KABARBURSA.COM - Gubernur DKI Jakarta Pramono Anung berencana menerapkan jalan berbayar elektronik atau Electronic Road Pricing (ERP) di jalan Jakarta.
Penerapan ERP di Jakarta bertujuan untuk menuntaskan berbagai masalah seperti mengurangi kemacetan lalu lintas, mendorong masyarakat beralih menggunakan transportasi massal sekaligus mengurangi pemakaian kendaraan pribadi, hingga menambah sumber pendapatan daerah untuk dialihkan ke subsidi transportasi umum.
Wacana ERP di Jakarta didukung sejumlah pihak, salah satunya Pemerhati Transportasi Muhammad Akbar. Ia bilang, ERP sebagai suatu sistem yang sudah diterapkan di negara maju semisal Singapura, memiliki sejumlah manfaat positif.
Selain itu Akbar menilai, ERP punya sistem yang baik dan sifatnya fleksibek, transparan, dan dapat meningkatkan pendapatan fiskal.
"Pertama sistem ini adil dan transparan.
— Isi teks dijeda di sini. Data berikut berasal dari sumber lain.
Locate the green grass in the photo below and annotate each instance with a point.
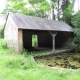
(21, 67)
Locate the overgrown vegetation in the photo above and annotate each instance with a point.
(21, 67)
(1, 32)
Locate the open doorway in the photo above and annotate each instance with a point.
(34, 40)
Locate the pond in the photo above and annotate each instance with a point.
(63, 60)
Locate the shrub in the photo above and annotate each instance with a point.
(2, 32)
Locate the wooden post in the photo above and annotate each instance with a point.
(53, 42)
(53, 34)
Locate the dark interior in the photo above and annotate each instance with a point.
(44, 39)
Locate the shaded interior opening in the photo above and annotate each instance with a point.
(34, 40)
(63, 39)
(42, 40)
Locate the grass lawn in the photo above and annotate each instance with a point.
(21, 67)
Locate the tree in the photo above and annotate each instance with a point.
(67, 9)
(37, 8)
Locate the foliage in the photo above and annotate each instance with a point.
(76, 23)
(37, 8)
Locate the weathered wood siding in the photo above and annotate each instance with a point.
(44, 39)
(11, 34)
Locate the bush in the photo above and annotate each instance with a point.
(3, 44)
(1, 32)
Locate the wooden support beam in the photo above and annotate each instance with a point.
(53, 34)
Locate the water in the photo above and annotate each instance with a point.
(64, 60)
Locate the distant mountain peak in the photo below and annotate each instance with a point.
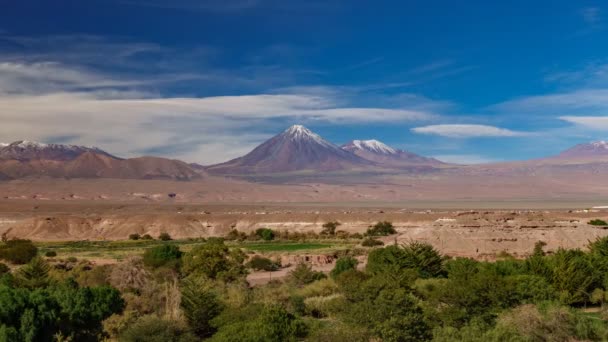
(602, 144)
(382, 154)
(296, 148)
(28, 150)
(592, 149)
(373, 145)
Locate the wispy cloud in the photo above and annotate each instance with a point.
(467, 131)
(465, 159)
(588, 122)
(581, 101)
(591, 15)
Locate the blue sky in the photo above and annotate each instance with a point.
(206, 81)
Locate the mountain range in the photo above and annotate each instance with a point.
(26, 159)
(295, 151)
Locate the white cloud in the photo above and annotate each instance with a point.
(464, 159)
(583, 100)
(591, 15)
(591, 122)
(467, 131)
(129, 122)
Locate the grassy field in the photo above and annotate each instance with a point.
(119, 250)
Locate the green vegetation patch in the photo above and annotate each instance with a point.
(285, 246)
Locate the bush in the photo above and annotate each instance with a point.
(371, 242)
(154, 329)
(597, 222)
(236, 235)
(164, 237)
(344, 264)
(200, 305)
(330, 227)
(18, 251)
(35, 274)
(163, 255)
(215, 260)
(260, 263)
(4, 269)
(303, 274)
(383, 228)
(265, 234)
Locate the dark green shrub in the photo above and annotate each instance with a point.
(215, 260)
(235, 235)
(265, 234)
(260, 263)
(383, 228)
(356, 236)
(330, 227)
(200, 305)
(18, 251)
(164, 237)
(35, 274)
(416, 256)
(163, 255)
(303, 274)
(155, 329)
(4, 269)
(371, 242)
(344, 264)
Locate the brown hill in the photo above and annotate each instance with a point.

Prinsip dasarnya sederhana, siapa yang menggunakan jalan, dia yang membayar. Setiap kendaraan yang melintasi kawasan ERP dikenakan tarif tertentu. Sistem ini berbasis teknologi, menggunakan sensor dan kamera otomatis. Sehingga proses pencatatan dan penarikan tarif berlangsung secara objektif, akurat, dan tidak bisa dimanipulasi secara manual," bukanya dalam keterangan resmi yang dikutip, Kamis 19 Juni 2025.
Hal inilah yang membuat ERP dinilai lebih transparan dibandingkan kebijakan pembatasan lalu lintas konvensional, seperti ganjil genap yang memiliki celah untuk diakali para pemilik kendaraan pribadi.
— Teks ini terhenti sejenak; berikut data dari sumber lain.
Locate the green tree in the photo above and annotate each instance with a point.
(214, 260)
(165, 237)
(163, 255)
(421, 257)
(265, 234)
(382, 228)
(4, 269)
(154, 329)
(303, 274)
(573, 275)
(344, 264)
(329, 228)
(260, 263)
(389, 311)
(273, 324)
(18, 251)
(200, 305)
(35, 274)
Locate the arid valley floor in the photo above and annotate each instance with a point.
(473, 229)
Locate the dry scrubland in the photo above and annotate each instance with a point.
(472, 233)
Kedua, Akbar menyebut bahwa ERP bersifat fleksibel, karena tidak mutlak melarang kendaraan melintas. Artinya pengendara tetap bisa melewati ruas jalan berbayar kapan saja, asalkan bersedia membayar tarif yang ditetapkan.
"Jadi, berbeda dengan sistem ganjil genap yang membatasi berdasarkan hari dan nomor pelat, ERP memberikan pilihan. Dengan cara ini, pengaturan lalu lintas menjadi lebih adil dan tidak kaku. Ini memberi kebebasan sekaligus tanggung jawab pada pengendara," ucapnya.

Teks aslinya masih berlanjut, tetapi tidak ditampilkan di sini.